Moi aussi je prends le risque de me faire insulter mais pas par les mêmes.
C’est une grève générale venue des entrailles, avec les excès inévitables de langage et les radicalisations de ceux qui sont élevés dans le “baisse les yeux, ferme ta bouche”.
Même si certaines revendications sont irréalistes, les raisons de manifester sont justes.
La vie est chère: au moins 50% plus cher qu’en métropole.

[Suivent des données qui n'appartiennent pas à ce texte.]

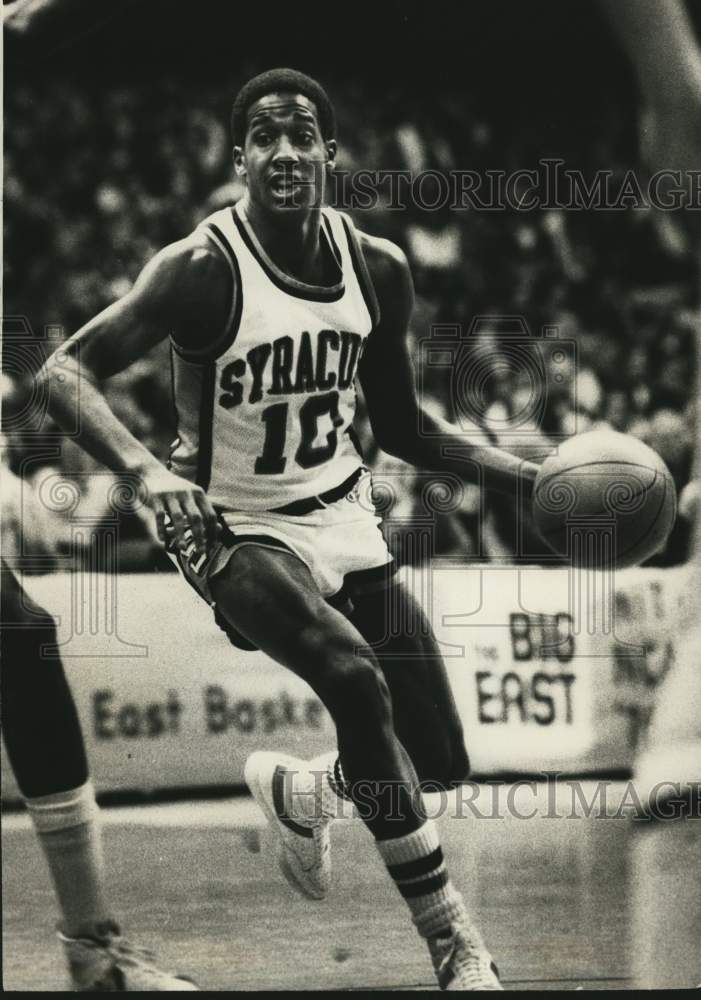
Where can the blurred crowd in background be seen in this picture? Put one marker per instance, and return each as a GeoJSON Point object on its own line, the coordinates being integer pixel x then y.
{"type": "Point", "coordinates": [97, 181]}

C’est gérable uniquement pour les fonctionnaires qui touchent justement 40% de plus pour la vie chère.
Malgré les maladresses de toute manifestation de cette ampleur, malgré les “la Guadeloupe est à nous, elle n’est pas à eux” inhérents à une douleur non encore cicatrisée, je regarde ces hommes avec respect.

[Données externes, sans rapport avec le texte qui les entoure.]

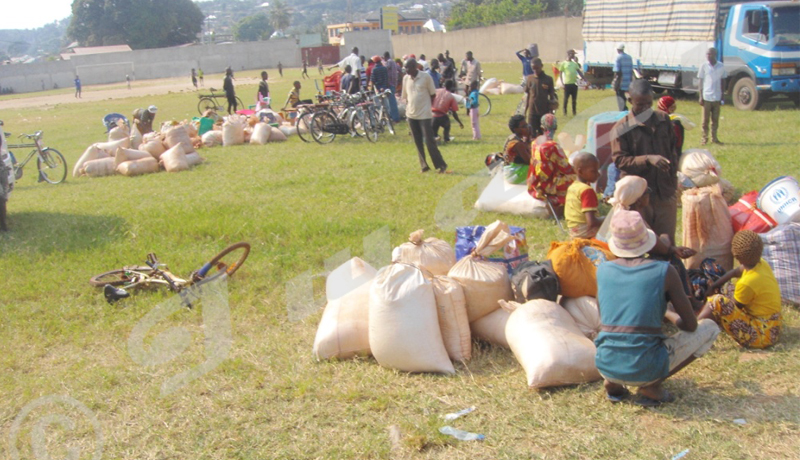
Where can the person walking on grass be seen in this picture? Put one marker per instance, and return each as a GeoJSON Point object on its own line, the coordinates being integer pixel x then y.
{"type": "Point", "coordinates": [711, 74]}
{"type": "Point", "coordinates": [623, 75]}
{"type": "Point", "coordinates": [418, 92]}
{"type": "Point", "coordinates": [569, 72]}
{"type": "Point", "coordinates": [472, 104]}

Mon cher Sébasto, il me semble que vous placez le problème là où il ne se trouve nullement. D’abord, qui parle de manquer de respect? Ai-je exprimé mon mépris pour les guadeloupéens? Il ne me semble pas. Simplement, je me demande par quelle aberration des îles situées à 15000km de la France exigent que ce pays finance indéfiniment le différentiel de niveau de vie observé aux Antilles. Différentiel qui, je vous le ferai observer, est en progression constante. La vie ne devient -elle pas de plus en plus chère aussi pour les habitants de l’hexagone? Faut-il en plus qu’ils subissent des charges supplémentaires pour que la ménagère antillaise achète des produits importés à grands frais de l’autre côté de l’atlantique? Ne serait-il pas plus judicieux de créer sur place, comme c’était le cas il y a cinquante ans, une production vivrière? Faut-il taire également « par respect », que le taux d’endettement et la proportion de RMI y est le triple de la métropole? Que la propension au travail y est très faible et le taux d’épargne nul? Et si vous me répondez que ce sont des séquelles de l’esclavage, je vous répondrai que je ne suis tout simplement pas d’accord pour reconnaître ad vitam aeternam une dette insatiable envers quiconque. Aucun peuple ne peut vivre avec une dette éternelle sur le dos.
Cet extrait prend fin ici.